Basketball fans were stunned at the annual number of Devin Booker's two-year, $145 million maximum contract extension with the Phoenix Suns, but this is just another number in an ever-growing NBA salary cap.
ESPN Salary Cap Analyst and insider Bobby Marks assured that the massive contract will eventually make sense in the near future.
"I kind of knew that was coming," Marks said to PHNX of Booker's extension. "When you look at it, certainly with Devin, even with three years left on his original supermax deal, with management coming out and saying 'we're going to build around him,' it just makes more sense as far as the lock up.
"That 75 [million dollars] in that last year probably pops out, but that 75 in five years might be like 50 right now, and that's kinda how we have to look at money moving forward."
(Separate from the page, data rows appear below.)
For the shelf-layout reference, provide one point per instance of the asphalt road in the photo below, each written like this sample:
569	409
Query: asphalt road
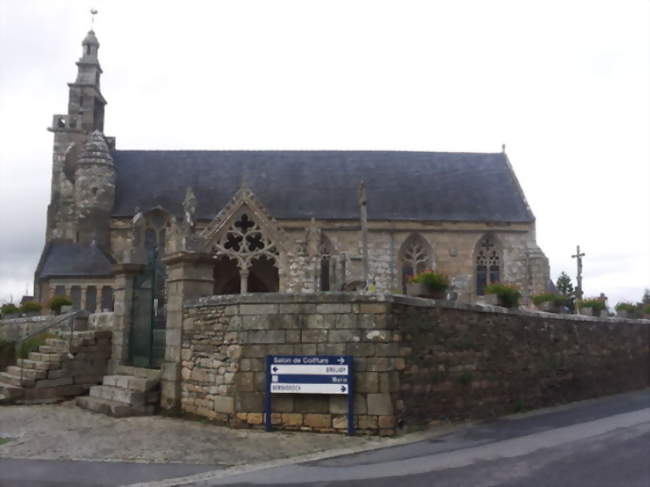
598	443
602	443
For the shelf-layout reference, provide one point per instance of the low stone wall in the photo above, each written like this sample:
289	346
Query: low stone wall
101	321
415	360
14	329
468	362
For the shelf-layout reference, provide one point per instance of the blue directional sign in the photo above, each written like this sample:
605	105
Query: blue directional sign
309	374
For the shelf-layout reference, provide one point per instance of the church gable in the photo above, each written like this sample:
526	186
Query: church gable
300	185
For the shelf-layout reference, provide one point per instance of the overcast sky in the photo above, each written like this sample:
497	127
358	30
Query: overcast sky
564	84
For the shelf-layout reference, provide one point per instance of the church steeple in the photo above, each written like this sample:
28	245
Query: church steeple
72	130
85	100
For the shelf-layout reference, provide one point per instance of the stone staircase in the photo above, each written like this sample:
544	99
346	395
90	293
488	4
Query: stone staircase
53	373
131	391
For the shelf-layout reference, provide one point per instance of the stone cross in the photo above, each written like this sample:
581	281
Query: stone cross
579	256
189	208
363	210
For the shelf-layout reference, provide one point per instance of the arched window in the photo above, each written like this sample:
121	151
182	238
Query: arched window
326	251
151	231
488	264
254	253
415	256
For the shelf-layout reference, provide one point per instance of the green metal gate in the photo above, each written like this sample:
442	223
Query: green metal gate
147	341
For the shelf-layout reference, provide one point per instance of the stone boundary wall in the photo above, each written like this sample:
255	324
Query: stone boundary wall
416	360
472	363
101	321
14	329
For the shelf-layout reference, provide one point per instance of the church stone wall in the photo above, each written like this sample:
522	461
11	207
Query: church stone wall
453	250
415	360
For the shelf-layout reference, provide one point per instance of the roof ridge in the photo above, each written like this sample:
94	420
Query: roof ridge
378	151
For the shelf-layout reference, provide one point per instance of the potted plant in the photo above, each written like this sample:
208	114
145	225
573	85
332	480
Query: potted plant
625	309
30	308
8	310
507	294
550	302
428	284
592	306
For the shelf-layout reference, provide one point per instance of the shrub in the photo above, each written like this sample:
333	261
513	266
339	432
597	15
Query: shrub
57	302
30	307
556	299
596	304
9	308
434	281
508	294
32	344
627	306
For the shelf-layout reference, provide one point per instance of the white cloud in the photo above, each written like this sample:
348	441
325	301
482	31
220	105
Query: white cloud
564	84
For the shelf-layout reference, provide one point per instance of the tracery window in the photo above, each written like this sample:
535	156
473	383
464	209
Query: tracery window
415	257
488	264
326	251
151	233
246	243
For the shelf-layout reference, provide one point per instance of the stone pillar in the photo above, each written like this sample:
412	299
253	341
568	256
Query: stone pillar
82	299
189	275
123	298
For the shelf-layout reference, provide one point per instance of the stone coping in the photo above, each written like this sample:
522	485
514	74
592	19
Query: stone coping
26	319
355	297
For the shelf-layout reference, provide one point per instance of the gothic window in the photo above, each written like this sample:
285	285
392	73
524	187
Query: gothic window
326	252
107	299
415	257
254	252
91	299
155	234
75	297
488	264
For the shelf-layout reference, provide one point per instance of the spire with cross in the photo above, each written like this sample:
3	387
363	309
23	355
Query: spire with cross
579	256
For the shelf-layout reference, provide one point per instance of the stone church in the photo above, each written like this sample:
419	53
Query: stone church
275	221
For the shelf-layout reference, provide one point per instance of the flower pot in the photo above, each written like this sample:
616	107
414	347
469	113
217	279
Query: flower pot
549	307
491	299
420	290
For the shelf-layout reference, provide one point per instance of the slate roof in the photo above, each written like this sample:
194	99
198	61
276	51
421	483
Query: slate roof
428	186
68	259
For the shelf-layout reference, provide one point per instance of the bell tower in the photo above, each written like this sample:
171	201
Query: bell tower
85	115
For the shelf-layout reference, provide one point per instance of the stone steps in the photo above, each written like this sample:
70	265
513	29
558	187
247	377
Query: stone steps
130	382
31	374
138	372
132	391
13	380
51	374
9	392
33	364
45	357
113	408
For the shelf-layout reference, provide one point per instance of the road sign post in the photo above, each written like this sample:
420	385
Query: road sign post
309	374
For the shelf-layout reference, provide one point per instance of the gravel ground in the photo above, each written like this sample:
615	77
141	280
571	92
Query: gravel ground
65	432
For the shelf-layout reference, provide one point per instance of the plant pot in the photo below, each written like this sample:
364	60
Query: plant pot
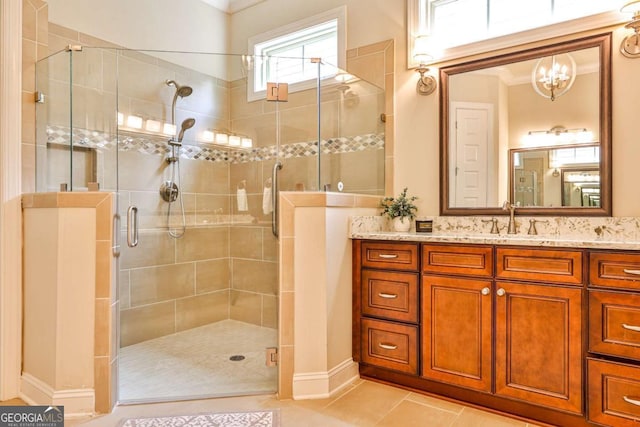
401	223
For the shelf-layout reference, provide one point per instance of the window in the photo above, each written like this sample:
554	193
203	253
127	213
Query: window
283	55
455	25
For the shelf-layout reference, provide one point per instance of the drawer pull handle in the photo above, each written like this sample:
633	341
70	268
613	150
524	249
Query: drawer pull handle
631	327
387	296
632	401
388	346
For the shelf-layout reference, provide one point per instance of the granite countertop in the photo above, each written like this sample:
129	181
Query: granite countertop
599	233
489	239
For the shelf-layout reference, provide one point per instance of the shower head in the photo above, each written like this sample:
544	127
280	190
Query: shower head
186	124
181	91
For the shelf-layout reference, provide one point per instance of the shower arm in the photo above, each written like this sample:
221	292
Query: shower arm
274	198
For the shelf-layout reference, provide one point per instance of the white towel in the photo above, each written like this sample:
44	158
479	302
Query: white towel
243	203
267	203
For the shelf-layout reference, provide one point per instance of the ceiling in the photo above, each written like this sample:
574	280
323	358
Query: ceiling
232	6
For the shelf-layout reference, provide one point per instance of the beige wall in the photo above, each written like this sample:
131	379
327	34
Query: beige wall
70	306
416	123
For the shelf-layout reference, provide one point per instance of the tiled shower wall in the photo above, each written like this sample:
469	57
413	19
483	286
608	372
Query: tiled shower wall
225	266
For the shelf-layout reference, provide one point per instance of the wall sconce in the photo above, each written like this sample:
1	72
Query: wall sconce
553	76
426	83
630	46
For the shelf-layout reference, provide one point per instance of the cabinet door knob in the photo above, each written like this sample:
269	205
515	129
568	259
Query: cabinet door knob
387	296
631	327
632	401
387	346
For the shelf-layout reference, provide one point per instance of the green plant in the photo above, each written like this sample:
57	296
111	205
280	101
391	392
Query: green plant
401	206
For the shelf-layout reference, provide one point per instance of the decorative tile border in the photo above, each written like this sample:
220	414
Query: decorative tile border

Booker's extension through the 2029-30 season is the highest annual extension salary in NBA history. As the franchise's greatest player of all time, he undoubtedly deserves this as one of the few remaining players in the NBA to stick with the same team that drafted him for at least 10 seasons.
Ahead of his 11th season in the league, Phoenix is enduring a "retooling" period, as general manager Brian Gregory puts it, and is focusing on building around Booker to compete sooner rather than later. At 28, Booker is in the midst of his prime years.
The Suns started by trading Kevin Durant to the Houston Rockets for Jalen Green, Dillon Brooks, and picks that eventually became Duke big man Khaman Maluach, Rasheer Fleming and Koby Brea. Phoenix is also exploring the possibility of waiving and stretching, or outright buying out, Bradley Beal, who is due $110 million over the next two seasons.
Maneuvering this transition hasn't been easy, and it won't get easier. All the Suns can hope for is Bradley Beal willingly forfeiting upwards of $14 million to facilitate a successful buyout that would get the franchise out of the dreaded second apron and into a better financial situation that would allow more flexibility in building out the roster.
Booker's 10 years in Phoenix have been mostly disappointing, to no fault of his own. Constant losing led up to a finals appearance in 2022, but that team was split up the very next season for Durant. The Durant era was perhaps even more disappointing because of the sheer expectations a team with Durant, Booker and Beal had.
Nonetheless, Booker has shown that he's committed to the franchise and will stick it out for what is likely the rest of his career.